Dr. Mario Lauria
Systems Biology Lab
Telethon Institute of Genetics and Medicine (TIGEM), Naples, Italy
2008 Main Track
Title: Reverse engineering of gene networks: Overview & applications
Inferring or reverse-engineering gene networks can be defined as the process of identifying gene interactions from experimental data through computational analysis. Gene expression data from microarrays are typically used for this purpose. In this talk we will give an overview of our research covering some of the different reverse-engineering methods proposed in the field. Specifically, we will describe a Mutual Information based algorithm as a an example of the probabilistic approach to the problem. We will then introduce a multiple linear regression based algorithm that exemplifies the machine learning approach to gene inference. We will highlight some of the tradeoffs of the described algorithms, and will showcase their application to representative biological problems. We will then describe a synthetic biological circuit we have developed as an innovative approach to the benchmarking of both reverse engineering and modeling approaches.
Prof.
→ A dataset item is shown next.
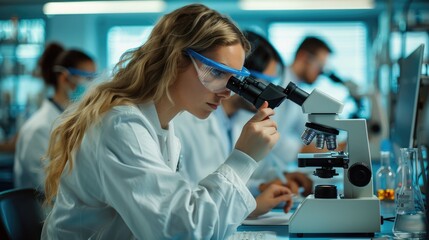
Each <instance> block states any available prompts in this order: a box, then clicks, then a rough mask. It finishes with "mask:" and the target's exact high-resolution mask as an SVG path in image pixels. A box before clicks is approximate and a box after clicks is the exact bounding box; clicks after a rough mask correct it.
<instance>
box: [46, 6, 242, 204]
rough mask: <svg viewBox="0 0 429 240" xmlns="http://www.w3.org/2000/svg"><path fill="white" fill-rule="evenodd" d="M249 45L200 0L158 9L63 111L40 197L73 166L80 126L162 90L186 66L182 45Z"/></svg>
mask: <svg viewBox="0 0 429 240" xmlns="http://www.w3.org/2000/svg"><path fill="white" fill-rule="evenodd" d="M234 44H241V45H242V46H243V49H244V50H245V51H246V52H248V51H249V50H250V45H249V43H248V41H247V40H246V38H245V37H244V35H243V34H242V32H241V31H240V30H239V29H238V28H237V26H236V25H235V24H234V23H233V22H232V21H231V20H230V19H229V18H227V17H225V16H223V15H221V14H220V13H218V12H217V11H214V10H212V9H210V8H207V7H206V6H204V5H201V4H192V5H187V6H184V7H182V8H179V9H177V10H175V11H173V12H171V13H169V14H166V15H164V16H163V17H162V18H161V19H160V20H159V22H158V23H157V24H156V26H155V27H154V29H153V31H152V32H151V34H150V36H149V39H148V40H147V42H146V43H144V44H143V45H142V46H140V47H138V48H136V49H132V50H130V51H128V52H126V53H125V54H124V55H123V56H122V57H121V60H120V61H119V63H118V64H117V65H116V66H115V69H114V75H113V77H112V79H111V80H110V81H107V82H103V83H101V84H99V85H97V86H96V87H95V88H93V90H92V91H89V92H88V93H87V94H86V95H85V96H84V97H83V98H82V100H81V101H80V102H78V103H77V105H75V106H74V107H73V108H71V109H69V110H68V111H66V112H65V113H64V115H63V117H62V120H61V122H60V124H59V125H58V126H57V127H56V128H55V129H54V130H53V132H52V135H51V139H50V142H49V148H48V152H47V156H46V158H47V159H49V164H48V165H47V169H46V173H47V177H46V181H45V191H46V203H51V202H52V199H53V198H54V197H55V196H56V194H57V192H58V186H59V182H60V177H61V174H62V173H63V171H64V169H65V166H66V164H67V162H68V163H69V166H68V167H67V169H68V170H69V172H70V171H71V170H72V168H73V156H74V153H75V152H76V151H77V149H78V148H79V146H80V144H81V142H82V139H83V136H84V134H85V131H86V130H87V129H88V128H89V127H90V126H92V125H93V124H96V123H97V122H99V121H100V118H101V117H102V116H103V114H105V113H106V112H108V111H109V110H110V109H112V108H113V107H115V106H118V105H136V104H141V103H145V102H148V101H154V102H156V101H157V100H160V99H161V98H162V97H163V96H167V97H168V99H169V100H170V101H172V100H171V97H170V94H169V90H168V89H169V87H170V86H171V85H172V84H173V83H174V81H175V80H176V78H177V75H178V73H179V71H180V69H183V68H184V67H186V66H188V64H189V63H190V61H189V57H188V56H187V54H186V49H188V48H190V49H193V50H194V51H197V52H204V51H207V50H210V49H213V48H215V47H218V46H229V45H234Z"/></svg>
Giorgio Valentini
DSI, Dipartimento di Scienze dell'Informazione- Università degli Studi di Milano
2008 Main Track
Title: Unsupervised stability-based ensembles to discover reliable structures in complex bio-molecular data (invited survey talk)
The assessment of the reliability of clusters discovered in bio-molecular data is a central issue in several bioinformatics problems, ranging from the definition of new taxonomies of malignancies based on bio-molecular data, to the validation of clusters of co-regulated or co-expressed genes, or the discovery ofunctional relationships from protein-protein interaction data. Recently, several methods based on the concept of stability have been proposed to estimate the reliability of clusters. In this conceptual framework a clustering ensemble is obtained through bootstrapping techniques, noise injection into the data or random projections into lower dimensional subspaces. A measure of the reliability of a given clustering is obtained through specific stability/reliability scores based on the similarity of the clusterings composing the ensemble. Classical stability-based methods do not provide an assessment of the statistical significance of the clustering solutions and are not able to directly detect multiple structures (e.g. hierarchical structures) simultaneously present in the data. We discuss statistical approaches based on the chi-square distribution and on the Bernstein inequality, showing that stability-based methods can be successfully applied to the statistical assessment of the reliability of clusters, and to discover multiple structures underlying complex bio-molecular data.
Prof. Nicolas Le Novere,
Computational Neurobiology, EMBL-EBI, Wellcome-Trust
Genome Campus, Hinxton,UK
session Computational Intelligence
Biological Data Visualization http://www.pa.icar.cnr.it/sscibb2008/
Title: The Systems Biology Graphical Notation (invited)
Standard graphical representations have played a crucial role in science and engineering throughout last century. Without electrical symbolic, it is very likely that our industrial society would not have evolved at the same pace. Similarly, specialised notations such as the Feynmann notation or the process flow diagrams did a lot for the adoption of concepts in their own fields. With the advent of Systems Biology, and more recently of Synthetic Biology, the need for precise and unambiguous descriptions of biochemical interactions has become more pressing. While some ideas have been advanced over the last decade, with a few detailed proposals, no actual community standard has emerged. The Systems Biology Graphical Notation (SBGN) is a graphical representation crafted over several years by a community of biochemists, modellers and computer scientists. Three orthogonal and complementary languages have been created, the Process Diagrams, the Entity Relationship Diagrams and the Activity Flow Diagrams. Using these three idioms a scientist can represent any network of biochemical interactions, which can then be interpreted in an unambiguous ways. The set of symbols used is limited, and the grammar quite simple, to allow its usage in textbook and its teaching directly in high school. The fiirst level of SBGN Process Diagram has been publicly released. Software support for SBGN Process Diagram was developed concurrently with its specification in order to speed-up public adoption. Shared by the communities of biochemists, genomicians, theoreticians and computational biologists, SBGN languages will foster efficient storage, exchange and reuse of information on signalling pathways, metabolic networks and gene regulatory maps.